日本政府観光局によると、2023年12月の訪日外客数は273万人で、19年を上回る数字となった。24年1月17日に観光庁が公表した、23年における訪日客の旅行消費額は5兆2923億円と過去最高を達成するなど、インバウンド消費は好調な数字を維持している。

 コロナ禍で減少したインバウンドが戻りつつある中、訪日外国人向けの体験型観光サービスとして、昭和の時代を再現した「日本の田舎の学校体験」が23年11月に千葉県君津市でスタートした。
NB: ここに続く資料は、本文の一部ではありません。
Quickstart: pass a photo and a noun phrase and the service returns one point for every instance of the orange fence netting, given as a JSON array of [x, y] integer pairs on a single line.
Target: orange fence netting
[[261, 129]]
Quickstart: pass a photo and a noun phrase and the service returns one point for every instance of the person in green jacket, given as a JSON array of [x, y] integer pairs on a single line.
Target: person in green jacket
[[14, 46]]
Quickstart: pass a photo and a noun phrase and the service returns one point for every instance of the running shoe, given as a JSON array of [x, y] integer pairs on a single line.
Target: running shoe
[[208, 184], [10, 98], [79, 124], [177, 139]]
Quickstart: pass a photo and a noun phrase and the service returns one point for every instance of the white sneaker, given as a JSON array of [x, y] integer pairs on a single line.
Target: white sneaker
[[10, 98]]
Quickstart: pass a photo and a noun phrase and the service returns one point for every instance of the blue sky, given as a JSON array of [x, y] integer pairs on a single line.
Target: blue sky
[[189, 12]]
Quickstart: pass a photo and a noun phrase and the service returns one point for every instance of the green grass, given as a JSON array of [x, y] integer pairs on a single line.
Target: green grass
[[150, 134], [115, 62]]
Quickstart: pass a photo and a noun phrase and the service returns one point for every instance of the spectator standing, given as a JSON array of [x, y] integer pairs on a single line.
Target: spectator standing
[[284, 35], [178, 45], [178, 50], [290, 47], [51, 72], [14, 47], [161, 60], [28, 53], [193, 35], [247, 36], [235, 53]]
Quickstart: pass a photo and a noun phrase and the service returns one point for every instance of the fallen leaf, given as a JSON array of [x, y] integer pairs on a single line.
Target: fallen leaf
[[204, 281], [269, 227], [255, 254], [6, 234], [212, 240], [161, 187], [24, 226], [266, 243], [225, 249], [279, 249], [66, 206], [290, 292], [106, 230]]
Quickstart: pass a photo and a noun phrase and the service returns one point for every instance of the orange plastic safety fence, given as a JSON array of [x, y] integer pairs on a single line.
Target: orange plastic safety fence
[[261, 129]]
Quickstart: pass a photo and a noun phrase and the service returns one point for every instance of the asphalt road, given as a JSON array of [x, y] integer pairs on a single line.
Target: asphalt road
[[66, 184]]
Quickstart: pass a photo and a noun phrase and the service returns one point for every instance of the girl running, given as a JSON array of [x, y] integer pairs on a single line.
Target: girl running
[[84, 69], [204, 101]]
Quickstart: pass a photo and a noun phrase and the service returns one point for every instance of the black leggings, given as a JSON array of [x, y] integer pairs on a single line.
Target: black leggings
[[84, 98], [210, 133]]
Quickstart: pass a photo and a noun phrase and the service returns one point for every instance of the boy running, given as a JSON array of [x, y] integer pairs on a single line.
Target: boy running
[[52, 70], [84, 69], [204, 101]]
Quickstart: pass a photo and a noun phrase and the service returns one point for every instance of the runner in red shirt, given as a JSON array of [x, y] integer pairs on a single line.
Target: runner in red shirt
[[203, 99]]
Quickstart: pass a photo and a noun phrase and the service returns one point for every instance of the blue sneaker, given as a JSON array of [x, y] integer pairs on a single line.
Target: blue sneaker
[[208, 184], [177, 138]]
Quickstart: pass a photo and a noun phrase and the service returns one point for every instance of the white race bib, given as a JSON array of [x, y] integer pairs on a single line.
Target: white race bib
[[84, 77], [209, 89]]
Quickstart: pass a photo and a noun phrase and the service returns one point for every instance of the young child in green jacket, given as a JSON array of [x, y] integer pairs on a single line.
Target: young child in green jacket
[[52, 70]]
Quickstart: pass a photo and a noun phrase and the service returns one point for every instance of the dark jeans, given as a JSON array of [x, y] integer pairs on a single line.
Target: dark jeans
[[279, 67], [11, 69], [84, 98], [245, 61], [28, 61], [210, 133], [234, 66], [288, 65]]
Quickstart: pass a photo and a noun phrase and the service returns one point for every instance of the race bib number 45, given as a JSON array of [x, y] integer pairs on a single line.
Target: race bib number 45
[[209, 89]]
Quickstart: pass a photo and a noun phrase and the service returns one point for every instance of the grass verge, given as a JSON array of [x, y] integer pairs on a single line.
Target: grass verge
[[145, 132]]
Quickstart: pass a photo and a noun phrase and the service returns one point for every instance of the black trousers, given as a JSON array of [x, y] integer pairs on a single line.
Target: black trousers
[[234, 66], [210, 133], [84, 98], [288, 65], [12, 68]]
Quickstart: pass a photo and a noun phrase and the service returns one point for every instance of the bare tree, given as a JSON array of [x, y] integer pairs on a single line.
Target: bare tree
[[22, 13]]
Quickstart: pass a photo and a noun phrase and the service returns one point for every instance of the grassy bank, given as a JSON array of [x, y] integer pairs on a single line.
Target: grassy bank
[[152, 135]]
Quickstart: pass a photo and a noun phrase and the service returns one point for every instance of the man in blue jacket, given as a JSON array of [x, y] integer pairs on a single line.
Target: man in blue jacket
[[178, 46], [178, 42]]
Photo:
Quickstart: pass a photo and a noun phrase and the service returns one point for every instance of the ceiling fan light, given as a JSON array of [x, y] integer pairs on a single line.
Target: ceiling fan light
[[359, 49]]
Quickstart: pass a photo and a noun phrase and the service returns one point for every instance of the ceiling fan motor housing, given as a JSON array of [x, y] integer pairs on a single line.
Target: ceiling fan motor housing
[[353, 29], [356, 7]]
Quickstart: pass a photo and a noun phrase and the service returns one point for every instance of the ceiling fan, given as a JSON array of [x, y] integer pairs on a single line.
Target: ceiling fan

 サービスを提供するのは、運動会の企画・運営と、廃校キャンプ場を運営する「運動会屋」(東京都渋谷区代)だ。「日本の田舎の学校体験」は、同社が管理する廃校キャンプ場「CAMPiece君津」(千葉県君津市)で提供している。

●訪日外国人向け「日本の田舎の学校体験」とは

 「日本の田舎の学校体験」は、当時の面影をそのまま残した廃校を活用している。参加者は学ランとセーラー服に着替え、担当教師による授業を受ける。教師役には、プロの役者を起用することでエンターテインメント性を高めた。

 本サービスは日本人向けにも提供するが、授業はすべて英語で行う。参加人数は30人までを上限とし、最小3人から開催可能とした。料金は、大人(13〜60歳)が3万円、子供(6〜12歳)が1万円。

 朝のホームルーム、日直、書道や歴史の授業、給食、運動会、最後は卒業証書が授与されるなど、日本の生徒が経験する学校生活を擬似体験できるほか、オプションとして校庭でのキャンプ泊と温泉旅館への宿泊も可能とした。給食も昭和の学校で定番だったメニューを再現した。

 運動会屋は22年に廃校利活用事業者として選定され、当初は地域活性化のための運動会やキャンプ事業を提供していたというが、なぜ学校体験サービスに至ったのか。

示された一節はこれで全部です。